If they are received at English ports, they are marked in accordance with their destination. When they are received in Portuguese ports, they are marked as per their departure point, O Porto. That’s how port wine was named.

Port wine barrels on board at Douro River

Port Wine Production in Simple Terms

What is it that makes port wine so different from other wines? Are you sure it’s an actual wine?

The journey to Porto towards the North took time; wine merchants had to figure out a method to preserve it.

The wine was originally enhanced with brandy prior to the “journey.” Fortified literally means strengthened (by brandsy).

The current process is quite different because the wine is enhanced prior to aging, just after the fermentation.

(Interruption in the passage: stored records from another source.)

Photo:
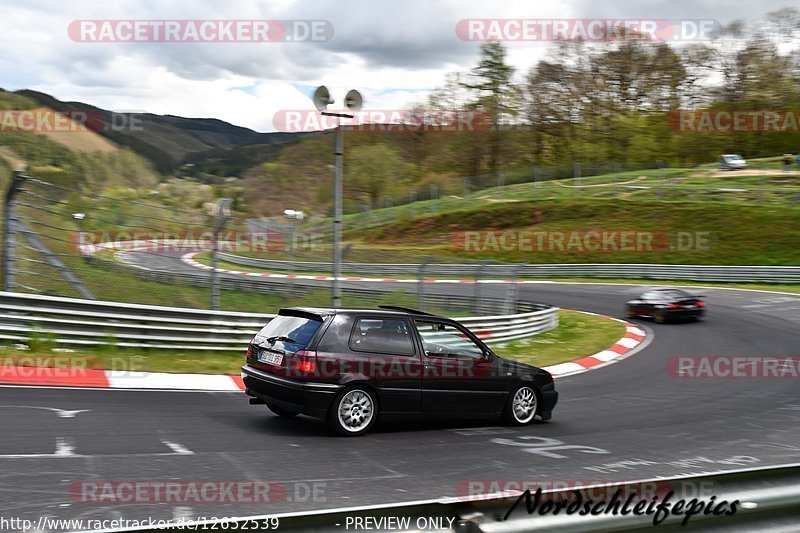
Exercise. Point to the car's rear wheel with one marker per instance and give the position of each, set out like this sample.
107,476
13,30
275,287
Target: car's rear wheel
280,411
354,411
522,406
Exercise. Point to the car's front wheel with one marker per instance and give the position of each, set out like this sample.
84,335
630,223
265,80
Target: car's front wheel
280,411
522,406
354,411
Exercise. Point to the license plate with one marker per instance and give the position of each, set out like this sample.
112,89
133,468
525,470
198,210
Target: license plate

  • The most obvious port wine that is a specialty for consumers is the fact that it has a high sugar content (around 130 g/liter) as well as a high percentage of alcohol (19-20 20 % abv).
  • Today, the wine is enriched to stop the fermentation and remove an enormous amount of leftover sugar. This also increases the amount of alcohol.

To understand the process of making this renowned Portuguese wine, let’s first understand the process of fermentation for every other wine that is dry

  • The sugar in the grape juice is eaten by yeast (these are also found in the grape’s berry).
  • The result is dry wine since yeasts typically do not stop until there is no sugar left to drink.

For port wine, the process can be interrupted at half-way:

  • The killing of yeasts is done by adding brandy (or the eau de vie, which contains 77 percent alcohol).
  • This permits the Portuguese to conserve quite a bit of sugar, and they increase the quantity of alcohol by 20 percent.

Be Selective When Buying a Bottle of Port Wine

To fully take in the wine after all these sophisticated tortures, to be able to feel the bouquet, not just the alcohol

  • It has to be made of premium quality grapes as well as eau de vie.
  • It has to be aged and matured in oak barrels to blend all the scents and flavors.
  • It should be served at a suitable temperature, which is 8 degrees Celsius, to serve white wine, between 11 and 14 deg for tawny. The younger the cooler and 15deg C for ruby.

Fast Facts to Taste Port Wine as a Connoisseur

If you want to look like wine connoisseurs from the port:

  • The port can be White, Ruby, and Tawny.
  • The ABV (alcohol per volume) typically is around 20%, irrespective of the color (white port is similar to a Sauvignon Blanc; however, be aware that it’s still 20% ABV, despite its color).
  • White Port goes really well with lots of lime, ice cubes, and orange slices, either as an aperitif or in cocktails. For example, if you purchase a gin-tonic in Portugal, it is usually served with a white port in place of Gin.
  • Ruby Port prefers hard cheese or chocolate. I was enjoying Late Bottled Vintage 2013 from Sandeman in Vila Nova de Gaia.
  • Tawny Tawny HTML0 – in this case, Sandeman Tawny 10-Years is a great match with cottage cheese and caramel desserts and cakes made of cottage cheese. Our sommelier highly recommends pairing it with apple pie.

Port Wine Tasting at Sandeman

Where can you test the port wines in Porto?

In reality, there’s a second issue here.

This is Vila Nova de Gaia, where all of the old ports’ wine cellars were situated and from where the barrels of wine were taken off towards the north, in the direction of the English customers.

This hub is only one river taxi or bridge away from Porto.

I have compiled a list of the top port wine cellars located in Vila Nova for my visit, and I am delighted to give them to you:

Caves Calem

This winery is distinctive because it was discovered by a Portuguese man (many of the port wine cellars are controlled by English) and also because he was insane (as at the time, people believed) and chose Brazil as his main client rather than England.

When he established Porto Calem in 1859, he set sail to explore Brazil. The man who was an adventurer was right. His first ventures were conducted in exotic forests.

In Caves Calem in Vila Nova, you can choose for a wine tasting, with food pairings, or an experience of wine tasting and Fado performance (and blend the two things that are unique in the town of Oporto).